И вот мы в заветном месте. Квартирка — ничего себе такая, холл огромный, как я люблю, темно-желтые кресла и торшер с желтым же абажуром и длиннющими кистями. Сашка суетился вовсю, предлагая то тапочки, то чистое полотенце, то еще что-нибудь.
— Да уймись ты, наконец! Показывай свой сюрприз.
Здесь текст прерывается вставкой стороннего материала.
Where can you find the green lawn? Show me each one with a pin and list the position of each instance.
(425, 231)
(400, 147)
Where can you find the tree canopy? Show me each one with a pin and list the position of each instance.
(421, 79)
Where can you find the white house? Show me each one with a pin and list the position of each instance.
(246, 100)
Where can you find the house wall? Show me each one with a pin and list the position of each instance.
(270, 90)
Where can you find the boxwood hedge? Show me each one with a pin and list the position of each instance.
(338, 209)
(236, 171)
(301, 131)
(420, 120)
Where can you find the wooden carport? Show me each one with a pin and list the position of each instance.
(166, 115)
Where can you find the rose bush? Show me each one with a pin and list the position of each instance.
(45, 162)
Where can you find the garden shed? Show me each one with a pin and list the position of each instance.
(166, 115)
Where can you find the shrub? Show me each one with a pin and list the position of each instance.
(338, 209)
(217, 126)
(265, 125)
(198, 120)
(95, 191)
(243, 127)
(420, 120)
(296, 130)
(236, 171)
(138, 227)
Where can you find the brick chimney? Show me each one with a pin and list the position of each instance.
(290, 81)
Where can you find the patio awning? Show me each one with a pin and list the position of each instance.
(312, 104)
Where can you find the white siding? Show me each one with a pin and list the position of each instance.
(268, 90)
— Сейчас, Маш! — крикнул Сашка из недр квартиры.
— И вазу для цветов принеси!
В гостиной было тепло и уютно. Хрусталь в стенке, рядом — знакомые корешки подписных изданий, на стене — копия Айвазовского в темной раме, в общем — все как положено. И диван такой мягкий-мягкий, с пухлыми огромными подушками. Я устроилась поудобнее и прикрыла глаза.
— А вот и я! — сначала показался поднос, заставленный всякими разностями, а потом уже Сашка. Ложечки в фиолетовых с золотой каемкой чашках радостно позвякивали. — Может, ты выпить хочешь?
Да, для храбрости не помешало бы.
— Давай!
С заговорщицким видом Сашка открыл дверцу серванта и достал бутылку «Зубровки» и две маленькие пузатые рюмочки.
— Знаешь, как надо быстро согреваться? Запивать крепкий алкоголь чем-нибудь горячим, у папаши друг — полярник, так он научил, — тараторил Сашка. — Вот так, давай.
Горячий чай упал на наливку и словно толкал ее во все
— А вот и фильм!
Сашка вставил кассету, ничего себе — «Ромео и Джульетта», да еще и на английском! Сюрпризом, конечно, назвать сложно, но спасибо и на том, что не «Калигула». В неделикатности Сашку трудно было упрекнуть. Интересно, где он откопал эдакий антиквариат? Половины слов я не могла разобрать, но фильм был красивый.
Сашка, естественно, не понимал ничего. Мы сидели, пили чай и неотрывно пялились в телевизор. Все возможные и невозможные темы для разговора были исчерпаны, сплетни — рассказаны-пересказаны. Чая мы тогда выпили, наверное, ведро, не меньше.
— Маш, может еще по чуть-чуть? — нарочито бодро спросил Сашка.
— А родители ругаться не будут?
— Нет, что ты! — тон у Сашки был, как у пса из мультика «Бобик в гостях у Барбоса». — Они у меня смирные, понимающие.
— A-а, понятно. А если не слушаются — ты их веником, да? — мы расхохотались.
— Ну могу я немного выпить с любимой девушкой? — ляпнул Сашка и прикусил язык.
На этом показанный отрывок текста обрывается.